А без самого Дмовского нет современной Польши – пусть даже многим из нас он покажется историческим памятником.
Если смотреть из Киева, польское общество всегда было сплоченным, гомогенным, спаянным одной целью достижения национальной независимости. Это – ошибочное мнение. О “двух Польшах” говорили и в годы борьбы за восстановление государственности страны, и в годы первой Польской республики, и в годы ПНР – когда, впрочем, приверженцы обеих концепций оказались временными попутчиками в борьбе против коммунистического режима. Никуда не делись обе Польши и в наше время – и то, что одна из них, та, что торжествовала все прошедшее столетие, вновь добивается успеха – это не досадное недоразумение, а историческая закономерность.
Для обычного украинца, немного знакомого с историей соседней страны, Польша – творение маршала Пилсудского. Но это – такой же миф, как считать, что современную Турцию создал генерал Ататюрк – что, собственно, и приводит к многочисленным ошибкам при оценке ситуации в этой стране. Ататюрк – это символ и идол, а на самом деле ту Турцию, которую мы все знали и которая канула в небытие после провала недавнего военного переворота, создал его наследник на посту президента – генерал Исмет Иненю, пользовавшийся услугами армии для укрепления собственной власти и возвращения к ней. Так и в Польше. Пилсудский – это символ и идол, а на самом деле новая государственность страны всегда базировалась на принципах, вычерченных политиком и идеологом Романом Дмовским, бывшим депутатом Государственной Думы Российской империи и министром иностранных дел новой Польши. Различие между Польшей Пилсудского и Польшей Дмовского огромно, я бы сказал – фундаментально, хоть и не очень понятно иностранцам.
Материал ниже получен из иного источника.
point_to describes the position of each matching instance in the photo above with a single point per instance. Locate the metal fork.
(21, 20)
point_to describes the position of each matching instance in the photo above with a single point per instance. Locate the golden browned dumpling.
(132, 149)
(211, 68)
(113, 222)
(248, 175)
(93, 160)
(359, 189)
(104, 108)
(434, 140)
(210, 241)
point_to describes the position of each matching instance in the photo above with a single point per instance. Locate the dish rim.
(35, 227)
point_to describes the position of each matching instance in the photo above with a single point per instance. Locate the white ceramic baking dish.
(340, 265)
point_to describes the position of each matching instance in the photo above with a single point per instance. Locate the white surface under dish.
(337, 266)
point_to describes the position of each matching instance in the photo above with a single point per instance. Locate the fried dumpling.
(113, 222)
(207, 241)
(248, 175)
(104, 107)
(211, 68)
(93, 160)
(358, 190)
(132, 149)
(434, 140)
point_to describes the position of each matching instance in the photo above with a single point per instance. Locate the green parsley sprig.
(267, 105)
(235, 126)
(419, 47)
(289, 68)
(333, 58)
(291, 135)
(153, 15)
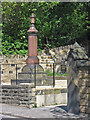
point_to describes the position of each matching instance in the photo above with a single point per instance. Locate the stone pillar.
(78, 81)
(32, 43)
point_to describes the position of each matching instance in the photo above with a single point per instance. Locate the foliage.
(58, 24)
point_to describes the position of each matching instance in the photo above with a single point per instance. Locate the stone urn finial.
(32, 18)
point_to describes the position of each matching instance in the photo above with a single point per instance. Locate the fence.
(43, 74)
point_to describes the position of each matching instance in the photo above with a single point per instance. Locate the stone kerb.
(78, 81)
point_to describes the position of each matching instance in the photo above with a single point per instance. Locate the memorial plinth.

Пилсудский, если так можно выразиться, был приверженцем Польши Мицкевича, той Польши, которая существовала до раздела – то есть Речи Посполитой. Это государство не было польским в современном смысле этого слова, в нем “польскость” была синонимом даже не имперскости, а элитарности. Страна четко делилась на многонациональную и разнорелигиозную шляхту и многонациональное и разнорелигиозное крестьянство. При этом существовали различные варианты согласования интересов – союз между Польским королевством и Великим Княжеством Литовским был лишь вершиной айсберга. Для своего времени Речь Посполитая была не просто современным государством, она являлась настоящим прорывом – и во многом из-за этого сложный механизм ее управления не выдержал давления куда более архаичных – но одновременно куда более сильных и сплоченных соседей.
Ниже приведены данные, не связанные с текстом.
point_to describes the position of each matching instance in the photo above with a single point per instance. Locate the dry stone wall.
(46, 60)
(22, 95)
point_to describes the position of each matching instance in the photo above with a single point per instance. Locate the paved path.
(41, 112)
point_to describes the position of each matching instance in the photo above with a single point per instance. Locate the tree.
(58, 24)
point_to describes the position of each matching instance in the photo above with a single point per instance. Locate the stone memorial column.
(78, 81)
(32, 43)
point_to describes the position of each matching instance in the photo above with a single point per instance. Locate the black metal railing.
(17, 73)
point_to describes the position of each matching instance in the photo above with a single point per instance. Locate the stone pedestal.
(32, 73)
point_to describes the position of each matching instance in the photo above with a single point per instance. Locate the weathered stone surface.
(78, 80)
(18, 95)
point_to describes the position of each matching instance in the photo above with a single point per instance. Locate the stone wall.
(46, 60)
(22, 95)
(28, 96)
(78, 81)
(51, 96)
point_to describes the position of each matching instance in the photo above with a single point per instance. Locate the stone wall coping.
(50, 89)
Во времена Пилсудского думать о возобновлении такого механизма было бы чересчур наивно. Пилсудский и не был наивен – он мечтал о будущей Польше как о федерации ранее составлявших ее этносов и не замечал, что поезд истории давно уже ушел вперед и после европейской “весны народов” пришло время национальных государств. Именно этой концепции и придерживался Дмовский, воспринимавший Польшу не как федеративное государство прошлого, а как национальную республику будущего, Польшу именно для поляков – не в сословно-элитарном, а в самом что ни на есть этническо-религиозном смысле этого слова. При этом в новой Польше, которая появилась после развала захвативших ее земли империй, сила была за Пилсудским, а поддержка большинства и этническая логика – за Дмовским. И в еще большей степени эта логика сработала после 1945 года, когда Польша стала одним из немногих в Европе государств с несущественным количеством национальных меньшинств (а после операции “Висла” еще и не проживающих компактно).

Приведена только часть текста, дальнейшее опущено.